Sometimes adoptive parents try to take this privilege back for themselves by re-naming the child.  This can have detrimental and sometimes devastating consequences for their relationship with the child and the child's own development and mental health.  Last names are a little less tricky.  Adding a last name, as in John Doe Smith, says to the child and the world that John Doe belongs to the Smith clan.  But by changing John Doe to George Smith, the adoptive parents are sending a strong message that they wanted George, whoever "George" is, and "John" is simply not acceptable.  How John becomes George after identifying himself as John is cause for years of identify confusion.  You cannot make John and his biology go away by calling him George.  That just adds to the trauma.

It didn't seem to bother President Gerald Rudolph Ford, Jr. who was re-named after his adoptive stepfather from Leslie Lynch King, Jr. after his biological father.  But that was in the early 1900's before we understood much about identify development in children.  Through the 1950's the shame of unwed pregnancy led to "illegitimate" births (as if a child is not real) and secret adoptions with closed records.  Reaction to the stigma continues to this day with the state re-issuing new birth certificates replacing the biological parents names with the adoptive parents names pretending the original event did not happen.  How is that supposed to make an adopted person feel?  California and other states are beginning to make adoption records and original birth certificates available to adopted people.

To be sure, some names are quite unique and require explanation and pronunciation.  One biological mother named her girls Chevy and Corvette.  Another Johnny Walker.  There's a story there.  Early last century Beverly, Gay, and Adolphe were acceptable boys names.  These days North West seems to work.  Hollywood stars used to change their names to hide who they were.  Now we can celebrate the work of Chiwetel Ejiofor and Charlize Theron and learn to pronounce their names.  When a Chinese girl named Chan-juan is renamed Mary Rose she loses her country and her culture, graceful moon, but is expected to live up to her new identity.  Something says, "You are not who you are supposed to be."  Adoption is about addition, not subtraction.  Gerry Ford's legal name could easily have been Leslie Gerald Rudolph Lynch King Ford, Jr.  It wouldn't fit on a bumper sticker, but it would fit on a legal document.  No need for a new birth certificate.  His story is part of history.
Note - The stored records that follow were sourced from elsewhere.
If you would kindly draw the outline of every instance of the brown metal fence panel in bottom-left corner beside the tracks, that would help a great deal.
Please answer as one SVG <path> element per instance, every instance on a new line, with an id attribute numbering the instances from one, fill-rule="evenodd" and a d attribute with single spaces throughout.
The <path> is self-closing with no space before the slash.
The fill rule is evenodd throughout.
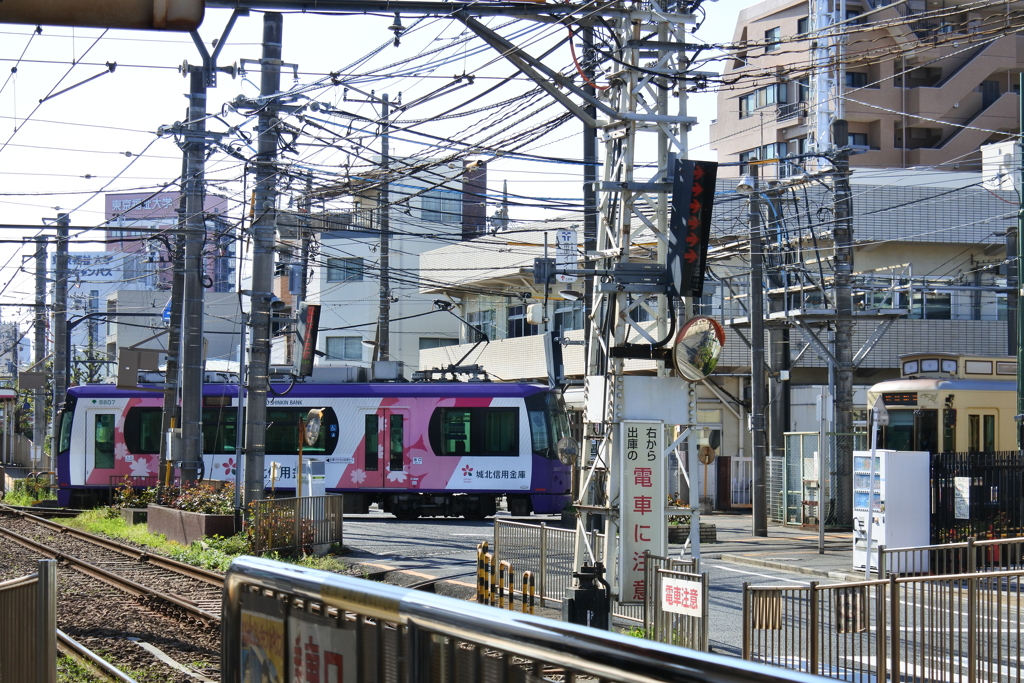
<path id="1" fill-rule="evenodd" d="M 0 680 L 56 682 L 56 560 L 39 560 L 36 573 L 0 584 Z"/>

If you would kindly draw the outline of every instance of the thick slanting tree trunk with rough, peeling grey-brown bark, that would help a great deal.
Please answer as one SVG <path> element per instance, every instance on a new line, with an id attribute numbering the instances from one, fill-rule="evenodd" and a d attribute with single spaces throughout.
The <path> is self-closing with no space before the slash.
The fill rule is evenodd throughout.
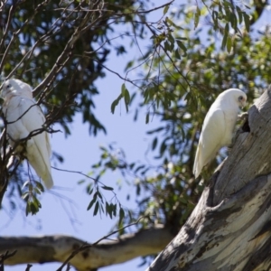
<path id="1" fill-rule="evenodd" d="M 271 270 L 271 88 L 248 110 L 228 159 L 149 271 Z"/>

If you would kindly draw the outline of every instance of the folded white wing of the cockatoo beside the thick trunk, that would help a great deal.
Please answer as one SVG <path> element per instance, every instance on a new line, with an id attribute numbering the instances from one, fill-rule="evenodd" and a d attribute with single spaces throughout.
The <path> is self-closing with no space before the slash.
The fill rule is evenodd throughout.
<path id="1" fill-rule="evenodd" d="M 210 110 L 204 119 L 193 166 L 196 178 L 200 175 L 203 166 L 208 164 L 220 150 L 221 138 L 225 132 L 226 123 L 223 110 L 220 108 Z"/>

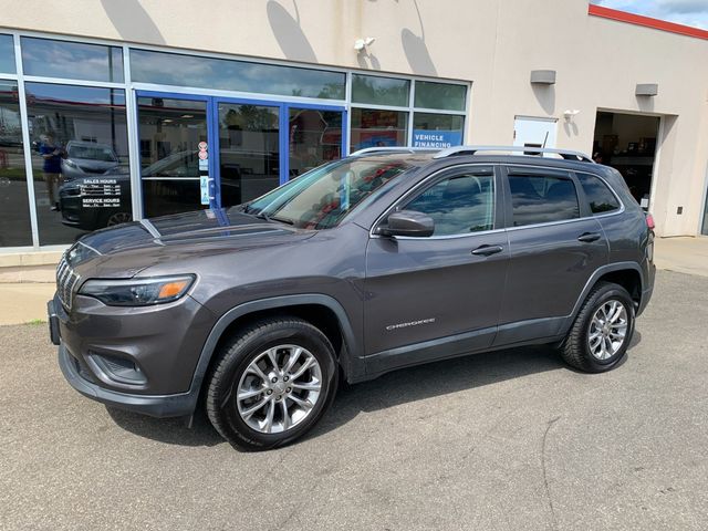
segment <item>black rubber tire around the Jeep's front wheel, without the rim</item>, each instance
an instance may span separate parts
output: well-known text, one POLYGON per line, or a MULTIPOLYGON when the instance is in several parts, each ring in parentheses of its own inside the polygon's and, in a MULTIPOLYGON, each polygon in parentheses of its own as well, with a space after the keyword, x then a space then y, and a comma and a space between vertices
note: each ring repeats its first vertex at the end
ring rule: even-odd
POLYGON ((336 392, 339 369, 332 345, 323 334, 309 325, 292 322, 269 325, 252 334, 246 342, 233 345, 228 351, 225 363, 218 382, 215 382, 217 407, 223 428, 228 430, 227 438, 242 449, 269 449, 301 437, 316 424, 332 403, 336 392), (236 391, 241 375, 256 356, 268 348, 283 344, 302 346, 316 358, 322 369, 321 395, 314 409, 294 428, 282 434, 262 434, 252 429, 241 418, 235 399, 236 391), (227 393, 231 393, 231 396, 225 402, 227 393))

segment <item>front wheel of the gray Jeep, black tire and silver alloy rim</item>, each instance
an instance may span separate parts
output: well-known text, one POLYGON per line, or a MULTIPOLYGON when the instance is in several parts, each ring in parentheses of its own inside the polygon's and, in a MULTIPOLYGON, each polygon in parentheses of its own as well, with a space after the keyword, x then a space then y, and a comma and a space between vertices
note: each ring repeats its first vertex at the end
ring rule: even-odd
POLYGON ((292 442, 334 400, 334 348, 320 330, 300 319, 258 321, 230 339, 218 356, 207 387, 207 415, 237 449, 292 442))

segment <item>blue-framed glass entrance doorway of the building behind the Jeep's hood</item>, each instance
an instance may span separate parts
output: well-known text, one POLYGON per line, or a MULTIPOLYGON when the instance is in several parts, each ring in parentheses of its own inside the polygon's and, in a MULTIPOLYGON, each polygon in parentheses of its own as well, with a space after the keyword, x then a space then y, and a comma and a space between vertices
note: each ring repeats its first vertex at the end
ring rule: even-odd
POLYGON ((344 155, 343 107, 136 95, 145 217, 240 205, 344 155))

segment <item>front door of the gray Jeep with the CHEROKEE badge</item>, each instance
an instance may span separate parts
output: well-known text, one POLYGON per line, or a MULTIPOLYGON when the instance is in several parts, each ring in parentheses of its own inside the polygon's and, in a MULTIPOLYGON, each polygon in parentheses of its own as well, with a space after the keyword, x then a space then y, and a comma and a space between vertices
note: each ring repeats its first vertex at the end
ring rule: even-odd
POLYGON ((491 344, 509 257, 496 189, 491 166, 444 170, 396 207, 430 216, 431 237, 369 239, 364 308, 369 373, 491 344))

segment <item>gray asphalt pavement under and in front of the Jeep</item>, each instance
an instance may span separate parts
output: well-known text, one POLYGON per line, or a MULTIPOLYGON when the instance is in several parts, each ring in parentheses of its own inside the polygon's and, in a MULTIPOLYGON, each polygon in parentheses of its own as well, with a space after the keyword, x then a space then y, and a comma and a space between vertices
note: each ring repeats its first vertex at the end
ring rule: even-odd
POLYGON ((261 454, 83 398, 45 324, 0 326, 0 529, 705 530, 707 303, 659 272, 611 373, 545 347, 399 371, 261 454))

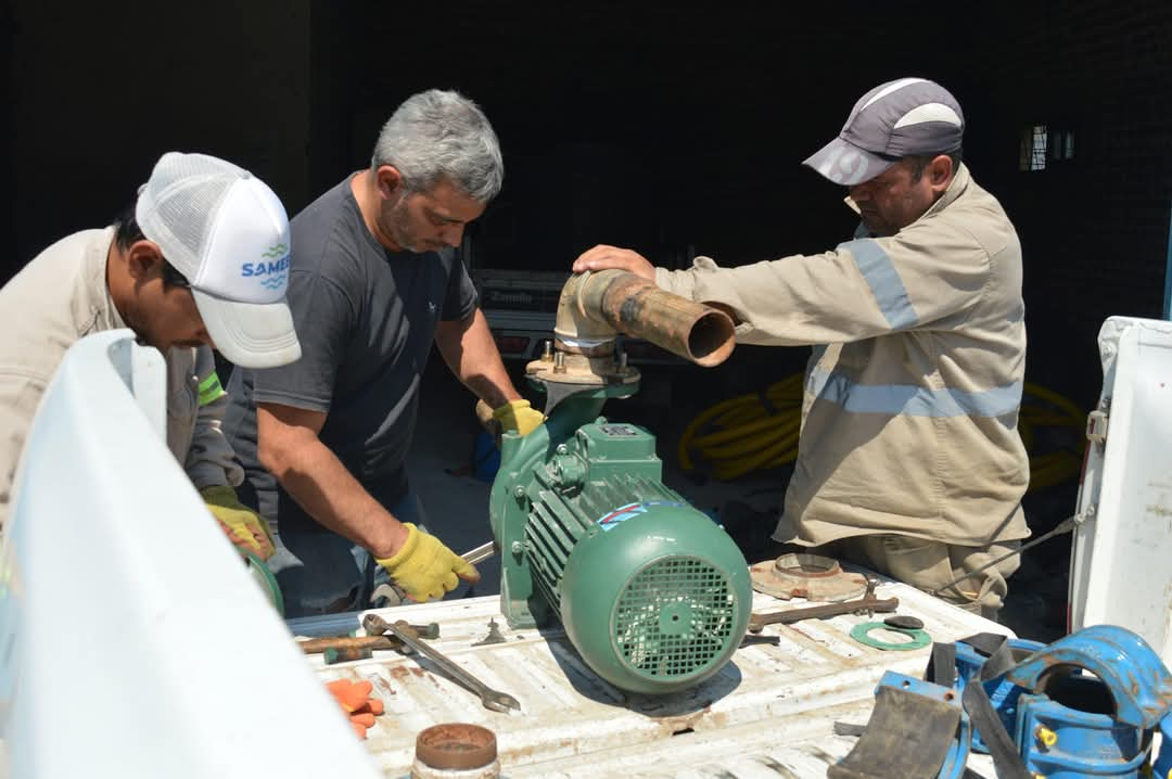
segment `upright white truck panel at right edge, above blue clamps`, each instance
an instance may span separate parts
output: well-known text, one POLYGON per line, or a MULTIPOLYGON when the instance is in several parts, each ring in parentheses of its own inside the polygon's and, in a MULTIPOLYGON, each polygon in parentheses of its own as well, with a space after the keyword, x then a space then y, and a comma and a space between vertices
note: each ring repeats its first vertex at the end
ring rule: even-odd
POLYGON ((1172 664, 1172 322, 1099 332, 1105 445, 1090 444, 1075 532, 1071 627, 1118 624, 1172 664))

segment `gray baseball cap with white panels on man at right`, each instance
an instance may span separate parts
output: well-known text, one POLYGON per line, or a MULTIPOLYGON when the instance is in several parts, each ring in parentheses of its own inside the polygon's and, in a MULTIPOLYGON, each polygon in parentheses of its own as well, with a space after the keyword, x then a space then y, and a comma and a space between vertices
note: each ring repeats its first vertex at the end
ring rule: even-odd
POLYGON ((838 137, 802 164, 853 186, 904 157, 956 151, 963 135, 965 115, 947 89, 927 78, 898 78, 860 97, 838 137))

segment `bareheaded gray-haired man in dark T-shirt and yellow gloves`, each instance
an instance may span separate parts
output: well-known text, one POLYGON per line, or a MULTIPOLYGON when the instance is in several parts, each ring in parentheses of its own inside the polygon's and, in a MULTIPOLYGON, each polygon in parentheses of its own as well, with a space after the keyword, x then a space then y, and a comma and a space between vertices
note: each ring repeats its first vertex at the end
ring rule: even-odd
POLYGON ((251 498, 277 521, 270 566, 288 616, 368 608, 388 578, 417 601, 479 578, 421 529, 404 459, 432 342, 505 430, 543 421, 509 380, 452 251, 503 178, 481 109, 430 90, 390 117, 368 170, 291 223, 301 358, 234 371, 225 423, 251 498))

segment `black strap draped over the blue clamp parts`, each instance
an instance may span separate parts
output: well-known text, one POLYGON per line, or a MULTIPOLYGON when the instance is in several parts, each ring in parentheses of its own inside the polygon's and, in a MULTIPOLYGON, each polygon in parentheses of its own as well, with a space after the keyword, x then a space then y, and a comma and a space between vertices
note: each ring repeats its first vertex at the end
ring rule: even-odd
MULTIPOLYGON (((999 779, 1031 779, 1026 764, 1017 753, 1001 717, 997 716, 984 691, 983 682, 1003 676, 1015 664, 1008 640, 995 633, 979 633, 956 643, 966 643, 986 660, 976 676, 965 684, 961 705, 968 712, 973 727, 981 733, 984 745, 993 757, 999 779)), ((924 678, 942 686, 954 686, 956 682, 956 644, 935 643, 924 678)))

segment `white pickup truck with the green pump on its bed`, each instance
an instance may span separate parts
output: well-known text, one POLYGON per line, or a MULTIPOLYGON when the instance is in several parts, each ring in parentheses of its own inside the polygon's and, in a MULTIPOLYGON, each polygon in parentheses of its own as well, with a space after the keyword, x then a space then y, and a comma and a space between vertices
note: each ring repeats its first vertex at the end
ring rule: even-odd
MULTIPOLYGON (((1101 350, 1072 627, 1129 627, 1168 663, 1172 323, 1112 317, 1101 350)), ((834 723, 866 723, 886 671, 926 664, 927 649, 861 645, 850 631, 866 617, 845 615, 766 627, 702 684, 636 695, 594 675, 563 631, 510 629, 486 595, 374 613, 437 623, 434 644, 519 711, 485 709, 414 655, 325 665, 294 636, 360 633, 363 614, 280 619, 165 447, 164 383, 157 351, 101 333, 42 402, 0 553, 0 775, 396 778, 420 731, 464 722, 495 732, 512 778, 823 777, 854 743, 834 723), (326 692, 338 678, 370 681, 384 702, 364 742, 326 692)), ((877 594, 938 642, 1007 633, 906 585, 877 594)), ((995 775, 987 760, 969 771, 995 775)))

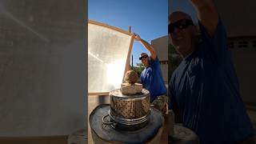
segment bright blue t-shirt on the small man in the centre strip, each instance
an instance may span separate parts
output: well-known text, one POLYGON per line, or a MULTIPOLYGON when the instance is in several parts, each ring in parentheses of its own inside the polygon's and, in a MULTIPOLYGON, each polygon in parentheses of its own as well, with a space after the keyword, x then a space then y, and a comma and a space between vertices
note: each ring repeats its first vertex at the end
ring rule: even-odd
POLYGON ((157 96, 167 93, 158 57, 150 58, 150 66, 142 71, 141 81, 143 87, 150 91, 150 102, 153 102, 157 96))

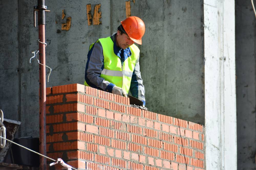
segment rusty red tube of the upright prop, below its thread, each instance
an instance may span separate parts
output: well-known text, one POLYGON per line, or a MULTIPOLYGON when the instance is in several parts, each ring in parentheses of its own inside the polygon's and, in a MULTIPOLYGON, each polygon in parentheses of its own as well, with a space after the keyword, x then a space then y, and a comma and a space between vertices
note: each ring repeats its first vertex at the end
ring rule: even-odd
MULTIPOLYGON (((45 43, 45 25, 39 25, 39 41, 45 43)), ((45 65, 45 44, 39 42, 39 61, 45 65)), ((39 64, 39 140, 40 153, 46 155, 46 75, 45 66, 39 64)), ((46 158, 40 156, 40 170, 46 169, 46 158)))

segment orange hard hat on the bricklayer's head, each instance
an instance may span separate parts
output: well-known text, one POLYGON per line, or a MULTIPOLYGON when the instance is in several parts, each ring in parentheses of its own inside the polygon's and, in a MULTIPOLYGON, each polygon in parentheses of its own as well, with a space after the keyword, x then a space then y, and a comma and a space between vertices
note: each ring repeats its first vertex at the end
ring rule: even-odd
POLYGON ((128 17, 121 21, 127 35, 137 44, 142 44, 141 38, 145 33, 145 24, 139 17, 128 17))

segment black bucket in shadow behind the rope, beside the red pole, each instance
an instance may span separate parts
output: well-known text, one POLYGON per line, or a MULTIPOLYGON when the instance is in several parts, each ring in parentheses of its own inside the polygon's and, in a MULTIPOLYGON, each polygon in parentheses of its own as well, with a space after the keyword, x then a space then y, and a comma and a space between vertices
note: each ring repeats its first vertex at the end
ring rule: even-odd
MULTIPOLYGON (((39 152, 39 138, 32 138, 32 136, 30 136, 24 138, 15 138, 13 141, 33 151, 39 152)), ((39 167, 40 161, 38 154, 15 144, 12 144, 12 152, 14 164, 39 167)))

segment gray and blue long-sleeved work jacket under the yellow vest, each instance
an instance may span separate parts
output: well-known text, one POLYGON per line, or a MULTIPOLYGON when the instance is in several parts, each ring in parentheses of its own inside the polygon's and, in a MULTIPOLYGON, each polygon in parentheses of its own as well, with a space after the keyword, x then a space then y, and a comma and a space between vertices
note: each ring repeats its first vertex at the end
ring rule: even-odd
MULTIPOLYGON (((120 58, 121 62, 123 63, 126 58, 131 56, 131 49, 130 47, 126 49, 122 49, 116 45, 115 42, 115 33, 111 36, 112 41, 114 42, 113 50, 117 57, 120 58)), ((100 77, 101 71, 104 68, 104 56, 103 56, 103 48, 100 42, 94 43, 93 47, 89 50, 87 55, 88 60, 85 69, 85 80, 87 84, 93 88, 97 88, 100 90, 112 92, 113 87, 115 84, 104 80, 104 78, 100 77)), ((136 60, 135 68, 132 74, 130 92, 132 96, 140 99, 143 101, 145 105, 145 97, 144 97, 144 86, 143 81, 141 78, 140 72, 140 64, 139 64, 139 57, 136 60)))

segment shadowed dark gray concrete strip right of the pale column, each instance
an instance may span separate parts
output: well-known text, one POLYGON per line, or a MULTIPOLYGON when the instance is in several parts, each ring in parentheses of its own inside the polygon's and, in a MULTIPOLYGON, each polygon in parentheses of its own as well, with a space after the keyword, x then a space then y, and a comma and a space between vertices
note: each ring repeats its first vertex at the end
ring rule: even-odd
POLYGON ((255 17, 251 1, 236 1, 236 75, 237 169, 252 170, 256 169, 256 99, 255 17))

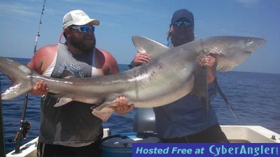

In the teenage years, youth begin to explore their identities.  John becomes Johnny becomes Jack becomes J.R.  Or, a youth begins to live her/his gender identity and asks to be called Chelsea instead of Charles.  Generally, we do not get to pick our names.  Parents have that responsibility.  Adoptive parents have the additional responsibility of managing their own grief and loss over not giving birth and having naming rights.  They also have the responsibility of celebrating their chosen child for who they are and not the "ideal" child they had in mind.  That includes accepting from whom they were born and for whom they were named.  There is no shame in making another person's child your own.